Hugo Chavez sera candidat en 2012. Le président vénézuélien a remporté haut la main le référendum qui lui permettra de se représenter autant de fois qu'il le souhaite. Mais il n'est pas assuré de gagner. Le scrutin du 15 février a conforté la légitimité électorale du président vénézuélien, s'il en était encore besoin. Au pouvoir depuis dix ans, M. Chavez s'est soumis au verdict des urnes plus souvent qu'aucun président en exercice.
La "révolution bolivarienne" de M. Chavez est, aux yeux de ses partisans, l'incarnation de la démocratie participative et "protagonique", inscrite dans la Constitution de 1999. Ses détracteurs dénoncent une démocratie plébiscitaire qui fait peu de cas de la séparation des pouvoirs. Ils s'inquiètent d'un discours révolutionnaire qui polarise la société et méconnaît les vertus de l'alternance.

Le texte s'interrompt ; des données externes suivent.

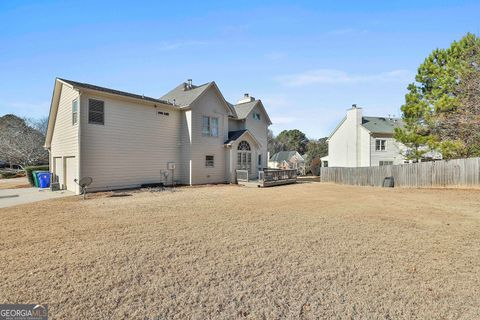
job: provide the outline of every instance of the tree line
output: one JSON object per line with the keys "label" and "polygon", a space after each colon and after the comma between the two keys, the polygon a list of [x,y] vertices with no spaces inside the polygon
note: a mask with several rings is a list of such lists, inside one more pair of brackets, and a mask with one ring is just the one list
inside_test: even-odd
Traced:
{"label": "tree line", "polygon": [[309,139],[298,129],[283,130],[275,136],[268,130],[268,152],[270,156],[280,151],[297,151],[305,158],[307,172],[318,174],[320,158],[328,155],[327,138]]}
{"label": "tree line", "polygon": [[404,126],[394,136],[407,159],[430,151],[443,159],[480,156],[480,38],[468,33],[433,50],[407,89]]}
{"label": "tree line", "polygon": [[48,163],[43,148],[48,118],[0,117],[0,162],[22,167]]}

L'opposition - qui a un temps rêvé de renverser M. Chavez - est désormais convaincue qu'il lui faut jouer le jeu des élections. Les partis d'opposition ont reconnu le résultat du référendum, sans crier cette fois à la fraude. Fragmentés, sans chef de file, ils paient encore le prix de leurs erreurs passées. Et les jeunes leaders issus du mouvement étudiant peinent à s'imposer au sein d'une coalition qui va de la droite dure au centre gauche. Cependant, les élections législatives de 2010 devraient permettre à l'opposition de revenir à l'Assemblée nationale, dont elle est absente pour avoir boycotté le scrutin de 2005.
M. Chavez a montré qu'il peut et sait perdre une élection. Les consultations locales de novembre 2008 ont vu la victoire relative de l'opposition, qui a remporté cinq Etats et la mairie de Caracas. Un an plus tôt, en décembre 2007, les électeurs s'étaient prononcés à une courte majorité contre un projet de réforme constitutionnelle qui prévoyait, entre autres, la réélection présidentielle illimitée.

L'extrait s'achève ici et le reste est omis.